Laurent Chemla a expliqué plus longuement certains problèmes dans un article intitulé "Les macarons du diable" que je vous invite à lire.

La vie privée

Les plateformes centralisées et/ou privatrices de contenus sont souvent nocives pour la vie privée. Elles peuvent l'être en analysant comment les personnes les utilisent (ce qui attire l'attention, vitesse de défillement, position de la souris, à quel moment les personnes arrêtent de les utiliser, etc.). Elles ont la capacité d'exploiter les interactions, les contenus de celles-ci (les textes, les sons, mais aussi les vidéos), mais aussi les méta-données (avec qui, comment, quand, ou, etc.) (qui sont bien plus faciles à stocker et analyser). Pour pister, elles ont la possibilité de collecter des informations techniques (adresse IP, système d'exploitation utilisé, navigateur web utilisé, résolution et taille de l'écran, etc.).

Il y a 2 grandes explications (pour ces plateformes) à s'en prendre à l'intimité : les données sont le coeur de leur modèle économique et/ou vous rendre addict. Si les données des usagers sont indispensables à la survie économique de la plateforme, c'est qu'ils sont les produits (publicités lucratives, revente de données, etc.). Rendre accro permet d'inciter à continuer de payer (directement) la plateforme et/ou récolter toujours plus de données. Le but est bien souvent en dernier ressort purement économique, mais cela n'enlève rien à la violation de vie privée et ses conséquences potentiellement facheuses.

Ces informations peuvent servir à évaluer votre profil (par exemple pour un crédit immobilier). Le fait de savoir être constamment épié peut amener (potentiellent inconsciement) à s'auto-censurer, à se conformer à ce que l'on suppose que les gardiens et gardiennes veulent de nous, ce qui est une prison panoptique (mentale).

La censure

Une des conséquences de la centralisation est la dépendance à une unique source. Si celle-ci censure un contenu, cela peut se faire sans prevenir et sans possibilité de récupération. De plus, si quelqu'un veut censurer un contenu, c'est techniquement facile avec une source centralisée, donc particulierement tentant.

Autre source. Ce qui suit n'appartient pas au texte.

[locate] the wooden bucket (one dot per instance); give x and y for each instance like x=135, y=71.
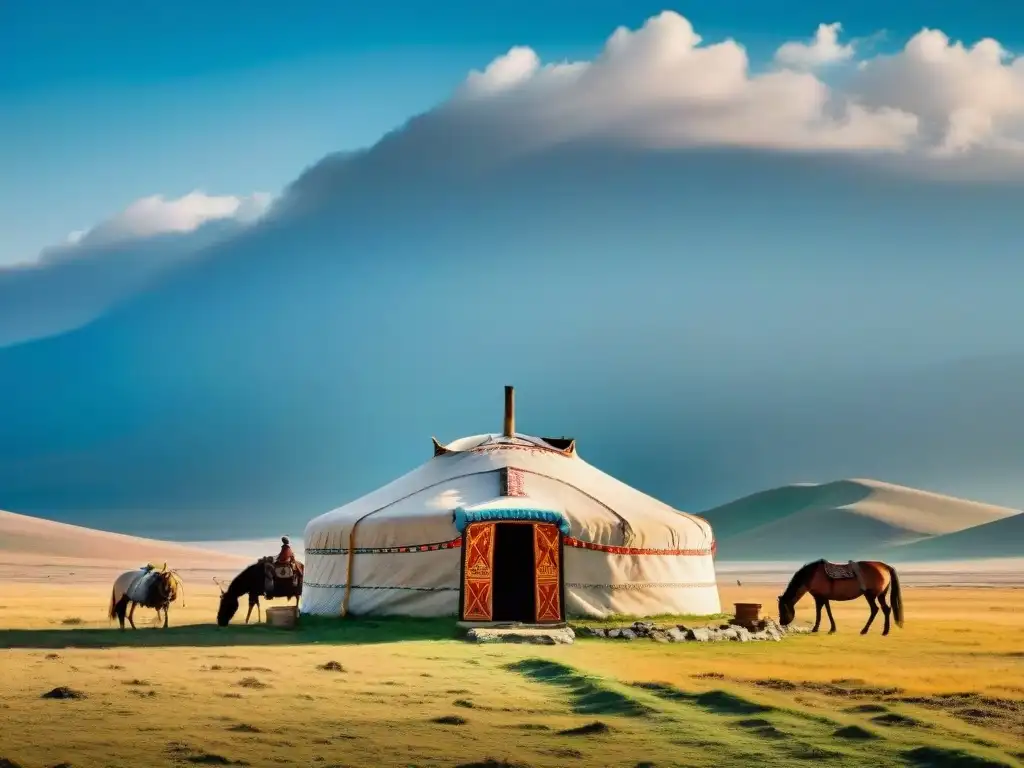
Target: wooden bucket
x=285, y=616
x=748, y=613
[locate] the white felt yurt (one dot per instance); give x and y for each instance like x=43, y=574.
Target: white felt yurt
x=508, y=527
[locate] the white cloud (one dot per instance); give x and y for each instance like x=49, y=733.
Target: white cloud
x=156, y=215
x=663, y=86
x=823, y=49
x=965, y=97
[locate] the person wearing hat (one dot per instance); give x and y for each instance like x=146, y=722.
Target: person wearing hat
x=286, y=555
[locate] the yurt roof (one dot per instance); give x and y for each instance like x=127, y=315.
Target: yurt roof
x=601, y=508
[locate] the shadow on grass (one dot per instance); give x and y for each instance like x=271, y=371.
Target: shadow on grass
x=588, y=696
x=718, y=701
x=329, y=631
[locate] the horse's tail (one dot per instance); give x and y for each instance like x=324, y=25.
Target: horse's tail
x=180, y=585
x=896, y=596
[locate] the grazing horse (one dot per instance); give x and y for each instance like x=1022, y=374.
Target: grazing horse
x=826, y=581
x=263, y=579
x=147, y=587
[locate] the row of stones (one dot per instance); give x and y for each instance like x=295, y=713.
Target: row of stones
x=766, y=630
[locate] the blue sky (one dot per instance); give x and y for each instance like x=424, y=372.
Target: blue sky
x=103, y=103
x=807, y=275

Un service centralisé est controlé ou au moins controlable par une seule personne physique ou morale. La ou les dites personnes est/sont soumise(s) à une ou des juridictions. Ces juridictions peuvent ou pourront interdire des contenus légaux dans d'autres juridictions. Un service centralisé est donc toujours au moins susceptible de censurer des contenus s'il veut survivre légalement.

Des juridictions rendent responsables les hébergeurs des contenus. Ainsi, ils peuvent risquer des problèmes judiciaires. Les services centralisés sont souvent commerciaux, or une entité commerciale privilégie par nature l'argent à l'intérêt général. Un service commercial pratique donc souvent une censure très virulente pour limiter le risque judiciaire au risque de censurer des contenus légaux. Cela est parfois fait d'une manière automatique, or la question de la légalité est une question compliquée qui demande une expertise humaine (exceptions au droit d'auteur·e, où commence et où prend fin l'incitation à la violence, etc.). De plus, le ou les détenteurs d'un service audio-visuelle ont parfois des intérêts avec des personnes ayant des droits d'auteur·e, c'est particulirement courant avec ceux qui sont commerciaux. Il peut aussi exister des liens politiques. Les personnes détentrices de droit d'auteur·e peuvent demander une censure d'un contenu sans passer par la justice. Or, pour entretenir de bonnes relations avec eux, il peut être tentant d'accepter des demandes même s'il n'est pas évident que le contenu est diffusé illégalement. Certains services vont jusqu'a automatiser au moins en partie cette censure. Certains services centralisés audio-visuelles deviennent donc des polices privées.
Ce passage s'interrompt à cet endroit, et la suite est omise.